А за мной в госпитале ходил наш особист и настаивал, чтобы я доносила на коллег и раненых, убеждал, как это важно. Но для меня это было так мучительно, что однажды я не выдержала и сказала: «Я никогда не буду этим заниматься» - и он от меня отстал, хотя я была дочерью «врага народа» (моего отца, инженера Иосифа Козловского расстреляли в 37-м как иностранного шпиона, хотя никаким шпионом он быть, конечно, не мог. Просто в роду у нас были не только русские, но также поляки, немцы и евреи. Маму отправили в ссылку в Казахстан, а я осталась заканчивать школу, живя у родственников).
- А зачем доносить на беспомощных раненых?

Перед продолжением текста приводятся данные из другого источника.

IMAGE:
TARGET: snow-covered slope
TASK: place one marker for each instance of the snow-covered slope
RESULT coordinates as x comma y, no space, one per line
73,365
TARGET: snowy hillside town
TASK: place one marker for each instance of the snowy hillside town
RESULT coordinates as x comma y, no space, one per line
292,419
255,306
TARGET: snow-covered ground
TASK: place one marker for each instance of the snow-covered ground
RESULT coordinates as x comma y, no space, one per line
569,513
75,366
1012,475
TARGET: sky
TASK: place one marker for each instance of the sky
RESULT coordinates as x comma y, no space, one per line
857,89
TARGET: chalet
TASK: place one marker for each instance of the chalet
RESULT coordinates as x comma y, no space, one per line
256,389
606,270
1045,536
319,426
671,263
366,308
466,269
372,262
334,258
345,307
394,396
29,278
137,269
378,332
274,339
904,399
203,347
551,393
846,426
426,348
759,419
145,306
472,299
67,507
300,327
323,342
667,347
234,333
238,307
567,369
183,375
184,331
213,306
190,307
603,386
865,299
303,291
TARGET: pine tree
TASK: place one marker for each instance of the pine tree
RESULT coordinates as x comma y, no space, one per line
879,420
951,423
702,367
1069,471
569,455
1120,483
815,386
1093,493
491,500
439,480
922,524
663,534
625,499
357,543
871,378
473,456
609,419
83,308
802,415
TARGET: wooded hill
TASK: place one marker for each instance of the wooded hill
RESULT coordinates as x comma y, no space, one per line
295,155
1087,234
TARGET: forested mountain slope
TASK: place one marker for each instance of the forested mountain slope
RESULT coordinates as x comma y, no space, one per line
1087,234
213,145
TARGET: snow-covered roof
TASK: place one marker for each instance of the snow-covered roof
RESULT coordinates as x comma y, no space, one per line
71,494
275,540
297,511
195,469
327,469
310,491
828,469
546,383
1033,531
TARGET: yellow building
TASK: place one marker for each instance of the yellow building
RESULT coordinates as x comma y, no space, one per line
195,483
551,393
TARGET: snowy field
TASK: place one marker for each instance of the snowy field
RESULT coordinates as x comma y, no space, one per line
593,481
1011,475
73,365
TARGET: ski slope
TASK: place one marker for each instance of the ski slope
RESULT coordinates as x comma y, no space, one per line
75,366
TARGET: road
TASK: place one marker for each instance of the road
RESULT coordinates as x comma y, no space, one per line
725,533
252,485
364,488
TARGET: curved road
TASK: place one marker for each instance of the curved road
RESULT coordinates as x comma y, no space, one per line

- Они видели то, о чем им запрещали говорить. Они, конечно, не осмеливались нам рассказывать, но кое-что до нас доходило. Мы знали, например, что когда шли бои под Невской Дубровкой, то чтобы подняться на эту гору со льдом, красным от крови (там на один метр было 17 наших убитых), надо было умудриться не попасть не только под пули немцев, но и под пули уголовников, шедших сзади. Это был не только героизм, но и вот такая подлость. И подобная практика применялась очень часто. И мы знали страшную вещь: если приближается праздник, значит, жди огромных поступлений раненых, так как к празднику надо было обязательно победу иметь. Вообще раненых привозили нам по 2-3 раза в день, многие были у нас уже не первый раз и просились специально в наш госпиталь. И когда они чуть-чуть подлечивались, тут же рвались обратно на фронт, несмотря на это все. Такие были люди, и их было большинство. Поэтому мы и победили, и выжили.
Анна Майская
PS: Я горжусь тем, что Елена Иосифовна - моя подруга. Кстати, она спасла и мою жизнь в 1996-м, буквально подобрав умирающую. То есть я навязалась у них пожить (у меня не было тогда денег ни на что, и уже не было сил сделать даже шаг после трех суток скитаний с температурой) - но она пустила в свой дом совершенно постороннего, незнакомого человека. Я, избитая по заказу бандюг и вышвырнутая на улицу тогдашним любимым человеком, иначе бы не выжила…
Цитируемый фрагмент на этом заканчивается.